Would you prefer tighter integrations (LangChain, Haystack, etc.) or a more “build-it-yourself” style?

Feedback, criticism, or collaboration ideas are all welcome. — Varshith (varshith.gudur17@gmail.com )

how much was this vibe coded? looks cool but its too much for me to digest.

where did you get the original mental model to begin building it?

  • It’s definitely dense, but not as wild as it looks. The mental model was: take the core building blocks from FAISS and Milvus, make them composable in Python, and expose everything clearly.

    The “vibe” part came from trying to make it feel like a system that could run in production, not just a toy. So yeah, it’s a little heavy, but it earned the vibe honestly.
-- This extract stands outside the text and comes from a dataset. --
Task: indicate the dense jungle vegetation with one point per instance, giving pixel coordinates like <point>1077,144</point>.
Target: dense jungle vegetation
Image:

What’s the advantage if this being in python?

  • The point isn’t raw speed it’s hackability. You can plug in new models or indexing layers in minutes without dropping to C++.

  • I think the “simple, modular, and extensible” makes this interesting. And for those, it being written in Python are relevant.

    • Exactly Python makes the whole stack composable instead of compiled shut. That’s where the fun (and flexibility) lives.

dude you already missed the window.

nothing is better than sqlite as a library and don't use high perforamnce as your value for a python product

  • SQLite’s perfect if you’ve got rows and tables. Valori’s for when you’ve got embeddings and chaos.